Vessel ha aperto il live di Andy Stott per roBOt Paths #2. Contemplazione da una parte, muscoli in torsione dall’altra; come affiancare due poli opposti di un magnete. Territori contigui, declinazioni oblique di un altrove sempre più vicino, l’istante cristallizzato in cui due rette tangenti si incontrano. Da una parte la testa (Andy Stott), dall’altra lo stomaco (Vessel), da entrambe sul tavolo il cuore e un (bel) po’ di budella.

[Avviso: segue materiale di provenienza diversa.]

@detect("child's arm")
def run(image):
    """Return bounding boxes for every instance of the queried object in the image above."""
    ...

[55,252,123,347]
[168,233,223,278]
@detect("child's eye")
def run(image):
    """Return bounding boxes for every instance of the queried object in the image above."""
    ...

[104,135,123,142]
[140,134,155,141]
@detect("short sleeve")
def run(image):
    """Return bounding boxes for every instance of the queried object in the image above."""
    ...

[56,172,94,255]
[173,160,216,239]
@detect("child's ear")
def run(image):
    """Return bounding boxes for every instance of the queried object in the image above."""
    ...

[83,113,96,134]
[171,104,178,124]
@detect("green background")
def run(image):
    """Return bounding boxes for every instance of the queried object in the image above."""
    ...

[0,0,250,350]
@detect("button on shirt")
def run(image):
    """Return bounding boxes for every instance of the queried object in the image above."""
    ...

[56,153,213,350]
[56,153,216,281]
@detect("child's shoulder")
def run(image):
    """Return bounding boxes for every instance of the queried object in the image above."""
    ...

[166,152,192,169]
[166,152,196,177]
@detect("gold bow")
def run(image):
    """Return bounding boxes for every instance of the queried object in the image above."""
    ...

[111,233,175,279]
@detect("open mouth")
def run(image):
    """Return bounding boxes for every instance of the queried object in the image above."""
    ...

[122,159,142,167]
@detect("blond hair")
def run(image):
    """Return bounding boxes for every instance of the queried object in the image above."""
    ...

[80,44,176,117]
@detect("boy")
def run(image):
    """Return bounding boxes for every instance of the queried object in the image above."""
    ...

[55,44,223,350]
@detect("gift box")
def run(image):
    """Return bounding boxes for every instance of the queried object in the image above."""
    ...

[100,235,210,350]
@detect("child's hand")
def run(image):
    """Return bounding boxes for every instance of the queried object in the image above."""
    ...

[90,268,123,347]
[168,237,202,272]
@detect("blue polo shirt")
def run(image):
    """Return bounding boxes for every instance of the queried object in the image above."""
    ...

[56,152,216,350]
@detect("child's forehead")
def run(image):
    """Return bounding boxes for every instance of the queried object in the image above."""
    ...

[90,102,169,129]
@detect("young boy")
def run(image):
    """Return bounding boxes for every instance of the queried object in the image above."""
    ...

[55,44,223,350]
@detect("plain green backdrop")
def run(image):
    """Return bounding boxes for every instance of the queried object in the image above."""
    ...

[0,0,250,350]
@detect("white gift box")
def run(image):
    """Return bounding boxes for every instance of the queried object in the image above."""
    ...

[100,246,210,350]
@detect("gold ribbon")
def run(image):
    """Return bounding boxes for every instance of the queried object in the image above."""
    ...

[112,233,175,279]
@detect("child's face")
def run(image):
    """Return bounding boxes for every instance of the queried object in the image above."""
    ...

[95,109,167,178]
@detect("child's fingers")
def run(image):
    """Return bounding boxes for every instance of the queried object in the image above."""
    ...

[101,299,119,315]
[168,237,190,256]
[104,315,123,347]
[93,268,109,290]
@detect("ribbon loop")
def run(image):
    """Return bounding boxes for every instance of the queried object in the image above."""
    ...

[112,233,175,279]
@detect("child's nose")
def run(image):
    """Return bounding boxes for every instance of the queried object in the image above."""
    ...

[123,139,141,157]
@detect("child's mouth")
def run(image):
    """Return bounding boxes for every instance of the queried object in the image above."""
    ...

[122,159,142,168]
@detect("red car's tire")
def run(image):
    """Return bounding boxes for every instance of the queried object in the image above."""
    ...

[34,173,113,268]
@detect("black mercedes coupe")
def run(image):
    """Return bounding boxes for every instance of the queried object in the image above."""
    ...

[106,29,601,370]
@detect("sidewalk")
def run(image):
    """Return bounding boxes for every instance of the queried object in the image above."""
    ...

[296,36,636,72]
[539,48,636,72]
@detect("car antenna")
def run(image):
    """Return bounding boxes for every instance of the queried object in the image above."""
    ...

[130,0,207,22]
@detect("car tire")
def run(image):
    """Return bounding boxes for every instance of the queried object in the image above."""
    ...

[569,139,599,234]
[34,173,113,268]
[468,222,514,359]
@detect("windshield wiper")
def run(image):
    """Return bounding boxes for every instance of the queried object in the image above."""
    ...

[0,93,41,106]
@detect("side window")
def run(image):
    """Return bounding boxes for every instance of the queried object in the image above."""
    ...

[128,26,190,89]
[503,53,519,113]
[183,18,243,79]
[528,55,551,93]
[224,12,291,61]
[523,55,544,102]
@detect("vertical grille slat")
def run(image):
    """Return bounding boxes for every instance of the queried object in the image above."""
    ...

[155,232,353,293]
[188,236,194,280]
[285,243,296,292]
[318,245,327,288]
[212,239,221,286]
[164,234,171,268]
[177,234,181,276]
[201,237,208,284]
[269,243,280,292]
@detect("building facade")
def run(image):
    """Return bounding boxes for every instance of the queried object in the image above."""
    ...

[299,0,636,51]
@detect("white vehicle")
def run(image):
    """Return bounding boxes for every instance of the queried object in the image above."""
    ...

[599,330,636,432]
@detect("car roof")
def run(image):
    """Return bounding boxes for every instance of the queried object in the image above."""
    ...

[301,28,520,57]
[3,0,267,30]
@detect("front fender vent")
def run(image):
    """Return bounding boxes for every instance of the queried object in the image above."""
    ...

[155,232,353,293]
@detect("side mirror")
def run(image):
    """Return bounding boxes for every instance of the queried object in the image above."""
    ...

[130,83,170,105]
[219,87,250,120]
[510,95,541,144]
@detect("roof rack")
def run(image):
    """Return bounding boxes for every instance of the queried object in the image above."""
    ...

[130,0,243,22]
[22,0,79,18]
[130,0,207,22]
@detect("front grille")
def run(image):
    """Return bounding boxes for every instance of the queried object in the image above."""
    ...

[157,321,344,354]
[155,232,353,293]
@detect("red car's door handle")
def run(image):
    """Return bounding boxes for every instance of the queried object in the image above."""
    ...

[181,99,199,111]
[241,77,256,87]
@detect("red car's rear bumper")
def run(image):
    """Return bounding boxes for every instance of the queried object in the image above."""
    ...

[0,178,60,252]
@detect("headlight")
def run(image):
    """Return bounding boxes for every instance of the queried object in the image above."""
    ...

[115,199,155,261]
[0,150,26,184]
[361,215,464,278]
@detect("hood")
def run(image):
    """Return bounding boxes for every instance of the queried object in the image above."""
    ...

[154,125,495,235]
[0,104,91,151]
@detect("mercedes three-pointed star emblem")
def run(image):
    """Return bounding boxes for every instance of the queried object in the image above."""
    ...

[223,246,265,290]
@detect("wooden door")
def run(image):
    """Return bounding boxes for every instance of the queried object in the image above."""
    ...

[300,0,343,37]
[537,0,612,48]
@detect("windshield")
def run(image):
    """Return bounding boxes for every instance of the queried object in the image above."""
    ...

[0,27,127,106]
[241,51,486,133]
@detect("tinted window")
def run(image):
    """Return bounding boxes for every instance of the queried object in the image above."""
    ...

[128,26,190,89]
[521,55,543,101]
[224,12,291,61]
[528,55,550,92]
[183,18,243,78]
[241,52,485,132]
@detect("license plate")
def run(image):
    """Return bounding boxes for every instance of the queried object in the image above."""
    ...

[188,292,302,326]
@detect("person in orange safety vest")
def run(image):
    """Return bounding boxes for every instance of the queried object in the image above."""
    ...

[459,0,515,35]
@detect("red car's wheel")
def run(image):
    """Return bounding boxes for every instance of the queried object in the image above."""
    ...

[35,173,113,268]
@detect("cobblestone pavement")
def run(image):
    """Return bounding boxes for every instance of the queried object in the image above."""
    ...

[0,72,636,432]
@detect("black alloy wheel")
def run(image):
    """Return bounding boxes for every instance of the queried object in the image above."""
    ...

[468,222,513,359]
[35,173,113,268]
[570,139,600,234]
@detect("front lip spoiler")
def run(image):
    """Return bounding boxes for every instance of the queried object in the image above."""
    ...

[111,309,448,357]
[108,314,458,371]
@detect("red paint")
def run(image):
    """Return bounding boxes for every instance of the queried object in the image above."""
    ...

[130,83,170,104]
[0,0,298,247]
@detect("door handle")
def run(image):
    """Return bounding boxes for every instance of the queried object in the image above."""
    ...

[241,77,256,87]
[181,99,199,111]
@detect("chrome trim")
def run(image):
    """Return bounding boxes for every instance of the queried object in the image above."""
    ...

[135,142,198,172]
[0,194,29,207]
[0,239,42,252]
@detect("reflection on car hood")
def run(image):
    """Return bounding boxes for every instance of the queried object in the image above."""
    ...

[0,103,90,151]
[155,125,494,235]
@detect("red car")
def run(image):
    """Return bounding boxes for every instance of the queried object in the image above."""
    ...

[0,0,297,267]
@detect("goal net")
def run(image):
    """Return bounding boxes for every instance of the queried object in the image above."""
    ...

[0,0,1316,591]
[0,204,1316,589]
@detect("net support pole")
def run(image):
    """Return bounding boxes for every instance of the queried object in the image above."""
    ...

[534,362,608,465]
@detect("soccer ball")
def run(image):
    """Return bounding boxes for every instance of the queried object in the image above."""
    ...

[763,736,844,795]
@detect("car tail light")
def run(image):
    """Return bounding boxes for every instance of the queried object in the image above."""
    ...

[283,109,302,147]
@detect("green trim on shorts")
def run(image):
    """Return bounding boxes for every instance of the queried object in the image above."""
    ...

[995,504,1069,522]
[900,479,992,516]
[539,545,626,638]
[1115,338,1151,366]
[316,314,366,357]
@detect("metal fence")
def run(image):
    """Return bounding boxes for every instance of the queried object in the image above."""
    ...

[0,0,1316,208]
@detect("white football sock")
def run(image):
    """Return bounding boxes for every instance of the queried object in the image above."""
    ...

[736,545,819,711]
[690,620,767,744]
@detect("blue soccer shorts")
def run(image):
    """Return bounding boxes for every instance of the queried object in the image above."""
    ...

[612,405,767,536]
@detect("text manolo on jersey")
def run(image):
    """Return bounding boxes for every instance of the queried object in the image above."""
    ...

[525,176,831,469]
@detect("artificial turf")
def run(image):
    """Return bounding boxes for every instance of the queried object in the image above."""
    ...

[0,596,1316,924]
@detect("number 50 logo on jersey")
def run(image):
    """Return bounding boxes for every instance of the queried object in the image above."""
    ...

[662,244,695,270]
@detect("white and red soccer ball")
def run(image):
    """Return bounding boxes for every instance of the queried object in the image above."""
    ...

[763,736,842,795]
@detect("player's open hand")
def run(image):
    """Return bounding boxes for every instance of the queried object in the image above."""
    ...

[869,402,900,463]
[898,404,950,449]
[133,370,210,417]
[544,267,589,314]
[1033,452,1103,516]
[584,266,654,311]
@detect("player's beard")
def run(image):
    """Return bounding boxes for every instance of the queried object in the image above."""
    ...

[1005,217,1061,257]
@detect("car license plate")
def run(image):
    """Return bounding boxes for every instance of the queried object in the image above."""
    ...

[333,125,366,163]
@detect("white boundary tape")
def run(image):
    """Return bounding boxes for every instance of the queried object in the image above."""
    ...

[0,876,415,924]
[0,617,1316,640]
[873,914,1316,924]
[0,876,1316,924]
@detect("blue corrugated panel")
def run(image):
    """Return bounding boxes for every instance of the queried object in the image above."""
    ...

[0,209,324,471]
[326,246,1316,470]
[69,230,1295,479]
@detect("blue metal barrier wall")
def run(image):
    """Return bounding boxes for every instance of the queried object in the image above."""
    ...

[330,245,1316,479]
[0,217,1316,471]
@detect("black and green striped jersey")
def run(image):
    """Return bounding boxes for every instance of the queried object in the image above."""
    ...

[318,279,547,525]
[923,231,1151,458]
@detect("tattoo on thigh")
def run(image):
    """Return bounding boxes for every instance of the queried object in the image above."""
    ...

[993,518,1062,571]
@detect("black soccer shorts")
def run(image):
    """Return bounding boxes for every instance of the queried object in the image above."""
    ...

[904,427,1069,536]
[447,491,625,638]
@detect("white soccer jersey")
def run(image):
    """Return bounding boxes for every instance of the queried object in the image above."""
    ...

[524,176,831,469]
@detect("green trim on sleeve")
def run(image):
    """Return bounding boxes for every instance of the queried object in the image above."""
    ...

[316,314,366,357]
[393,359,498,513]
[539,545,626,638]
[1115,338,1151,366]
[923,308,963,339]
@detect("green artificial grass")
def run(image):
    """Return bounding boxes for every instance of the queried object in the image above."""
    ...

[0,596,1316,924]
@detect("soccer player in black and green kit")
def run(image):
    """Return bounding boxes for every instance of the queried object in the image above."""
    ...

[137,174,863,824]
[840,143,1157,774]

All’anagrafe Sebastian Gainsborough, 22 anni, da Bristol – la patria del trip hop, tra i suoni più cupi, lisergici, psichicamente impegnativi l’orecchio umano abbia mai conosciuto, in pieno effetto quando Gainsborough veniva al mondo: inevitabili le ricadute, comunque sia andata. Brucia le tappe con due album, Order of Noise del 2012 e il recente Punish, Honey sintetizzato da una copertina che ne riassume il contenuto come raramente si è visto altrove, un delirio allucinatorio tra Jean Genet, Leni Riefenstahl, i D.A.F., statue greche e VHS porno anni 80. Dichiarazioni d’intenti fin dai titoli, pietre angolari di un universo parallelo destinato a ingrossare esponenzialmente le fila di adepti a giudicare dal responso unanime (e la tendenza non si inverte).